Solomon had trials with Luton Town early in 2022, however, it was not until September 2022 that he left Jersey Bulls for Marine who play two divisions higher in the English football pyramid. He played the final game of his spell at Jersey Bulls on 24 September 2022. He left the club having become Jersey Bull’s highest ever goal scorer, with a record 60 goals in 71 games in the Combined Counties Football League.

===Marine===
Solomon scored his first goals for Marine when he netted a brace away at Whitby Town on 20 October 2022 in a Northern Premier League fixture. He played in the 2023 Liverpool Senior Cup final, which Marine won on penalties against Runcorn Linnets. In the 2023–24 season, he played and scored in the Liverpool Senior Cup final against City of Liverpool, which Marine won 2–0, and played a part in Marine's promotion to the National League North via the playoffs. He turned down a new contract at Marine in 2024.

===Tranmere Rovers===
On 1 July 2024, Tranmere Rovers announced the signing of Solomon on an initial one-year contract.
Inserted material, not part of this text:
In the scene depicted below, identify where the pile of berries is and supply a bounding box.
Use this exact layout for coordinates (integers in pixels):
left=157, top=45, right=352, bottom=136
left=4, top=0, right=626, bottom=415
He picked up his first league goal for the club in a 3-1 away defeat to Doncaster Rovers on 21 December 2024. On 12 May 2026, the club announced he would be leaving in the summer once his contract expired.

===Southport===
Following the expiry of his contract at Tranmere, it was announced on 19 June 2026 that Solomon had signed for Southport.

==International career==
In May 2018, Solomon represented Jersey's under-18 in the Junior Muratti against their counterparts from Guernsey, having played for Jersey's under-21's a month prior.

On April 27 2019, he played in a match against the Solomon Islands U17s, scoring a brace in a match that Jersey U18s lost 3-2.

In the summer of 2023, Solomon represented Jersey at the 2023 Island Games, scoring three goals as Jersey won the competition.

==Personal life==
He is a fan of Liverpool and Rangers through family connections.